The renunciation by Jeff Immelt of his 2008 bonus, though laudable, is not unique. the Chairmen of Costco, James Sinegal, and Whole Foods, John Mackey, in 2007 decided not to take their bonuses even though, unlike the GE shares, the shares of their respective companies under their tutelage had done quite well. Noteworthy in this context is the observation of Costco’ Compensation Committee as reported in Costco’s SEC filings :The Committee …wishes to respect Mr. Senegal’s wishes to receive modest compensation, in part because it believes that higher amounts would not change Mr. Senegal’s motivation and performance”.
Food for thought indeed in these times of compensation packages under ever greater scrutiny. Should other companies follow Whole Food’s lead and establish limits on the maximum cash bonuses as a function of the average hourly wages for all full-time employees ($15, 38/h or $ 31,900/year at Whole Foods which with a maximum multiplier of 19 translates to a top cash bonus of $ 607,800).

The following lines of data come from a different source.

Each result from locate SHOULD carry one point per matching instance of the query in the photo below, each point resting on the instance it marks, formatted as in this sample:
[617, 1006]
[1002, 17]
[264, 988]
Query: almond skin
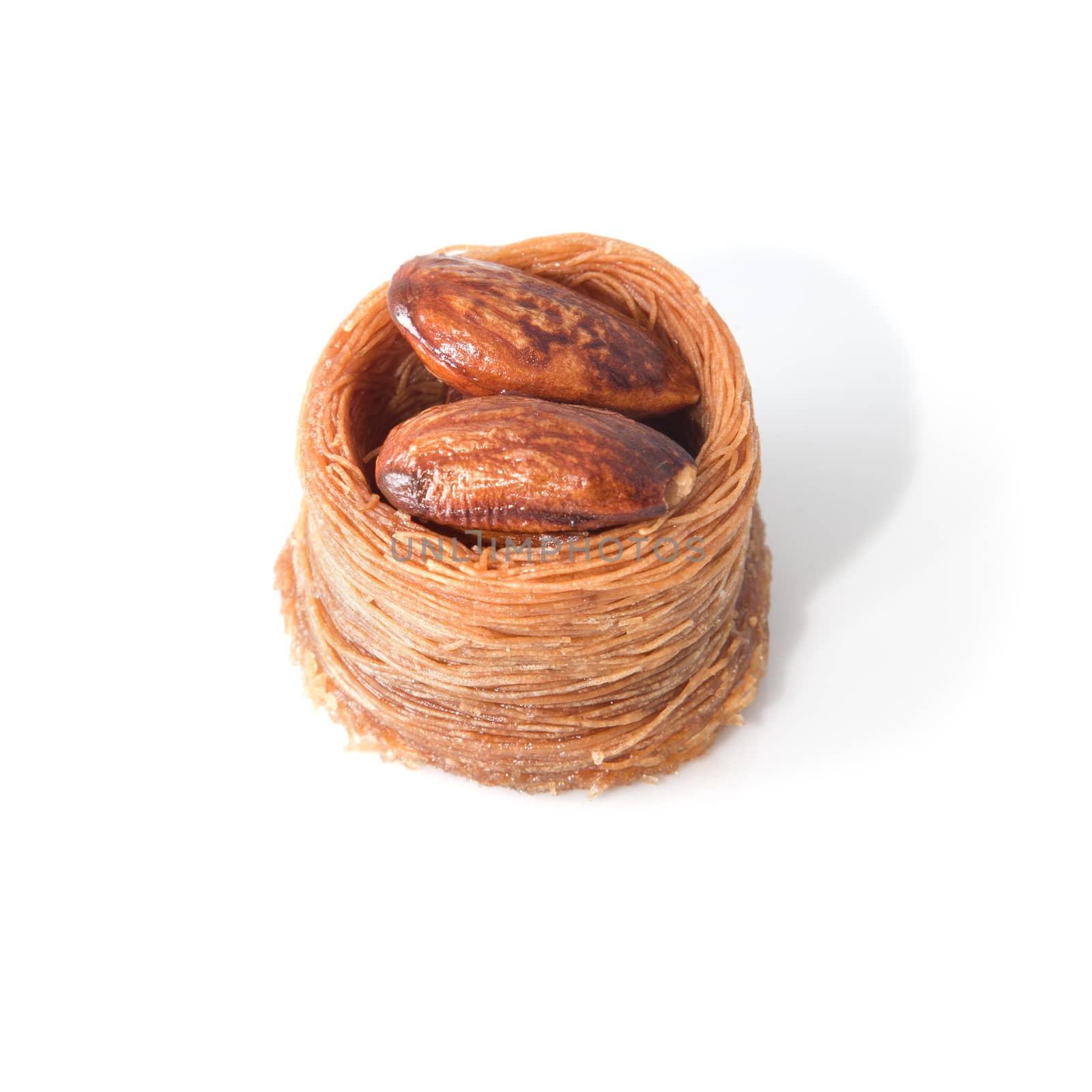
[518, 464]
[487, 329]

Clear from these examples is that money is not the alpha and the omega of compensation policies. After all, paying a CEO twice the current compensation will not mean that the CEO will work twice as hard since that CEO is already supposed to work all the time for the company’s best interests.
Should we, as Messrs Buffet and Munger do, ask whether the senior executives love the money or the business?